God Uses Messy People

Acts 22:3-8
“I am a Jew, born in Tarsus of Cilicia, but brought up in this city. I studied under Gamaliel and was thoroughly trained in the law of our ancestors. I was just as zealous for God as any of you are today. I persecuted the followers of this Way to their death, arresting both men and women and throwing them into prison, as the high priest and all the Council can themselves testify. I even obtained letters from them to their associates in Damascus, and went there to bring these people as prisoners to Jerusalem to be punished.

“About noon as I came near Damascus, suddenly a bright light from heaven flashed around me. I fell to the ground and heard a voice say to me, ‘Saul! Saul! Why do you persecute me?’
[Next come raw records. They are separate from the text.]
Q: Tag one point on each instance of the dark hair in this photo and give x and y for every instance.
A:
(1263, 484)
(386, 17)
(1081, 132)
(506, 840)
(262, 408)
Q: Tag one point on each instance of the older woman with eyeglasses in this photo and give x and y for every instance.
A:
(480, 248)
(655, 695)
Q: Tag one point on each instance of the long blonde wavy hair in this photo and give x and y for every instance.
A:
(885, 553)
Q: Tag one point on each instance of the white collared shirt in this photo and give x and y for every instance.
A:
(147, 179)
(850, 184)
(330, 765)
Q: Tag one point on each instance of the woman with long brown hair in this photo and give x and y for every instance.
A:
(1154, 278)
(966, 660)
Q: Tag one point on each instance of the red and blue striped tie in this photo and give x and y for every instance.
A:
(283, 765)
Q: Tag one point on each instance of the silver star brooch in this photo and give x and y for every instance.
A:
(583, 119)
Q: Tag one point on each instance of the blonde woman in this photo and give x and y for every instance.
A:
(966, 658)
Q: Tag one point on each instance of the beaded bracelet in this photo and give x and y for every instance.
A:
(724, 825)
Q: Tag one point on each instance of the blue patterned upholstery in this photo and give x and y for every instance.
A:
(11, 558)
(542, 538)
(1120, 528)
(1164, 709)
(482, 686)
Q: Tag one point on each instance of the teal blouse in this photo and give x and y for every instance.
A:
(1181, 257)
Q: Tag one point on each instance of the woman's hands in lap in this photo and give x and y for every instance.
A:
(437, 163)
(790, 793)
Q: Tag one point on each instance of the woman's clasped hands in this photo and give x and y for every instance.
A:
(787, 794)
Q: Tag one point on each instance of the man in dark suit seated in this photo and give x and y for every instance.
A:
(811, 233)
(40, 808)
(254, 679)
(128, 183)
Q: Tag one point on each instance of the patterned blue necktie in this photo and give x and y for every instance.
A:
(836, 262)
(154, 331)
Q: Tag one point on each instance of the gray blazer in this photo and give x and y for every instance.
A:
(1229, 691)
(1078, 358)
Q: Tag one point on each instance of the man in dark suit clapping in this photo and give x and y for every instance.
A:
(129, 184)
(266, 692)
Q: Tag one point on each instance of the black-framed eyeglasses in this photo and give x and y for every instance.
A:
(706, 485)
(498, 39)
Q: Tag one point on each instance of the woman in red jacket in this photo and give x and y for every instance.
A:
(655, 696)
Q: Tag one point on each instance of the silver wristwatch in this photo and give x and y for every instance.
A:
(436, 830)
“‘Who are you, Lord?’ I asked.

“ ‘I am Jesus of Nazareth, whom you are persecuting,’ he replied.



Paul shared his hope, strength, and experience with coming to know Jesus some 20 years after his first experience with Him, while he was under arrest and there was an angry mob.

Think for a minute about how Paul, along with the other disciples, spent their lives sharing the good news with others and how you and I are following Jesus today partly because they did.

God uses normal, everyday people to share Jesus with others. He even uses people who act like Paul did prior to His encounter with Jesus—doing the wrong things, hanging with the wrong crowd, and being stubbornly convinced that Jesus was bad news for him, the Jewish people, and the Roman empire. God uses messy people to tell His story because that’s all He has to work with. Messy, broken people aren’t a problem—we are the whole point!

Paul’s testimony is all about the good news and the path he took to come to know the love of God.

Some of the pieces we can pull from his road to Damascus experience are:

1. Religion doesn’t equal reconciliation with God.
Paul is talking to a group of Jewish people. He was Jewish and had studied the scriptures, followed the rules of their religion, and was so passionately opposed to Jesus that he was killing and persecuting Christians. Paul could relate to the crowd because he once was them. There’s probably a little bit of Paul in all of us. We have incomplete or inaccurate information about how God feels about relationship and think that religion is the way to His heart. He simply wants our hearts. Paul is “preaching to the choir” that he used to sing in.

2. Salvation isn’t on our own merit or will power.
Salvation is through grace and mercy and Jesus alone. We cannot earn our way to heaven. We can never do or be enough of anything to be good enough. When God literally knocked Paul (still Saul at the time) to the ground, it wasn’t because Paul was on a winning streak. It wasn’t punishment, wrath, or judgement. It was unconditional love. Sometimes God has to do drastic things to get our attention.

3. We must be humbled before we can fully understand or receive His mercy.
Paul most definitely wasn’t headed to Damascus on a mission of mercy, and he didn’t have a humble heart. He was on a path to destruction and self-righteousness. Even though he didn’t follow Jesus or claim to know Him yet, he sure seemed to be afraid of what Jesus was doing. Instead of marching into Damascus the way he had planned, he was literally led by the hand because he was totally blind. He had to be humbled the hard way.

4. We are born with a purpose and we are saved for a purpose.
Paul went towards Damascus with a plan and an agenda. Jesus gave him a whole different agenda according to the calling that had been placed on his life before he was even born. Our job is to step into the purpose God has for our lives and allow His power to work in and through us. His plans rarely look like what we had planned or expected.

19-Devo-2.19Thought of the day: When was the last time you shared any of your experiences with Jesus to give hope to someone that needs to meet Him? What’s stopping you?

Prayer: Father God, thank You that You want to be in relationship with us. Help me to share my hope, strength, and experience with someone that doesn’t know You. Give me courage to step into Your purpose with humility and gratitude. In Jesus’ name, Amen.